Take the Mornongo Casino for example. I spent a few days down there last week for a media conference and I noticed that all of their guest rooms (not just the accessible ones) were designed so that some slow walkers could use them. The low step showers were huge and they had a nice built-in bench with a hand-held shower head. Now granted this setup won’t work for everyone, but considering their clientele (largely over 50) it seems they are responding to the needs of that market.
And they’re not the only ones. Several properties in Las Vegas have ceiling track lifts in their “high needs accessible rooms”, and many of the properties have more than the required number of accessible rooms.
And then there are the cruise lines.

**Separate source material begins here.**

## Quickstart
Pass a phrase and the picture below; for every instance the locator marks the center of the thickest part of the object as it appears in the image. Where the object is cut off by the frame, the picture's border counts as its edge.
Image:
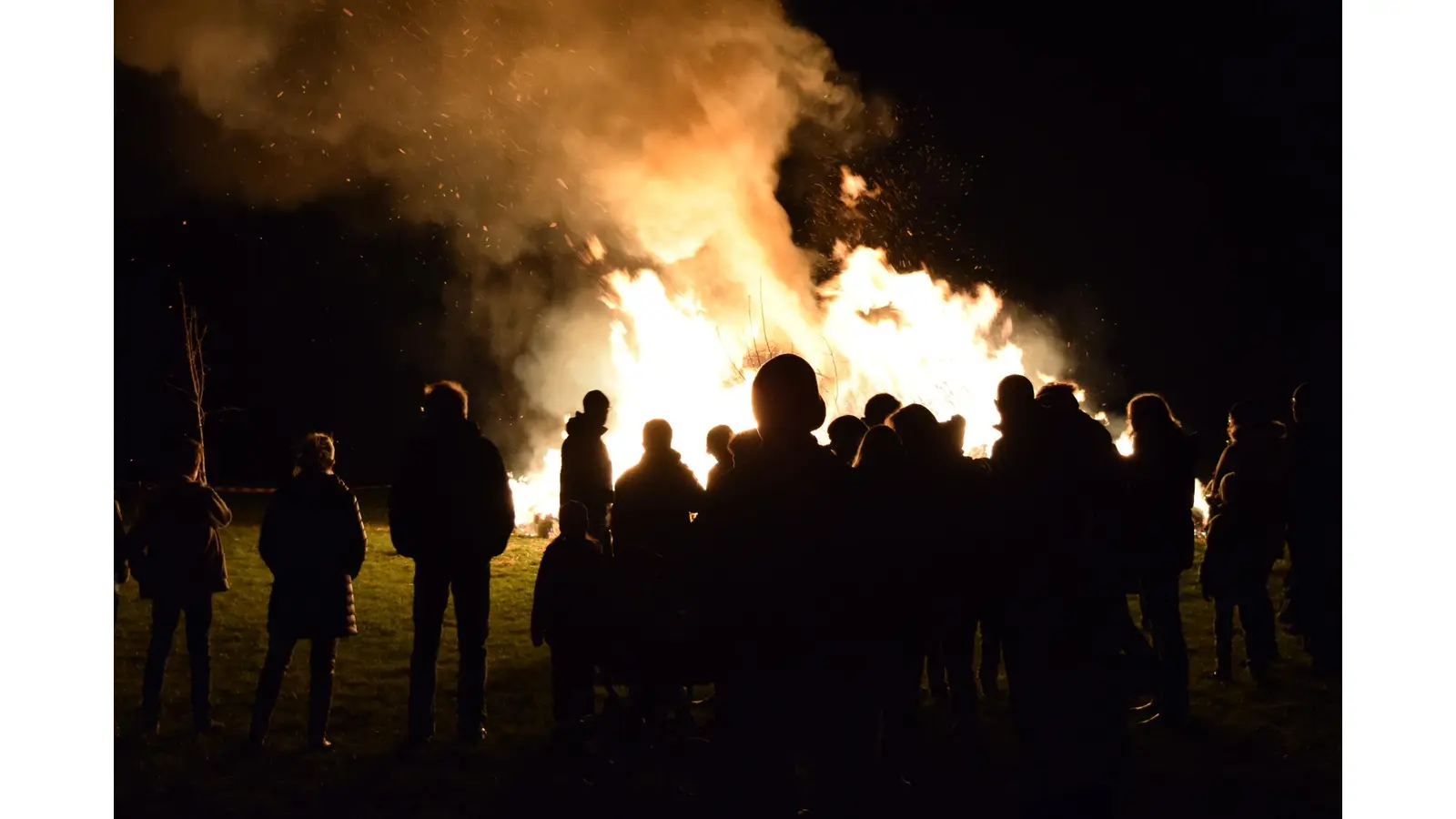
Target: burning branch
(193, 334)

Many have been providing accessible staterooms since long before I even came on the scene. Again, something that wasn’t required.
Finally let’s not forget the inns and B&Bs. Many are not required to be accessible, but have added access features to some of their rooms and public spaces. Why? Well these properties are big into destination weddings, and if one member of the party can’t get in the door, then they loose the whole party. I learned that while researching the first edition of There is Room at the Inn; Inns and B&Bs for Wheelers and Slow Walkers, and as I am starting to research the second edition, I’ve found it’s a trend that’s catching on. And that’s a very good thing.
Like I said, things are definitely improving! OK, they’re not perfect, but at least we are moving in the right direction.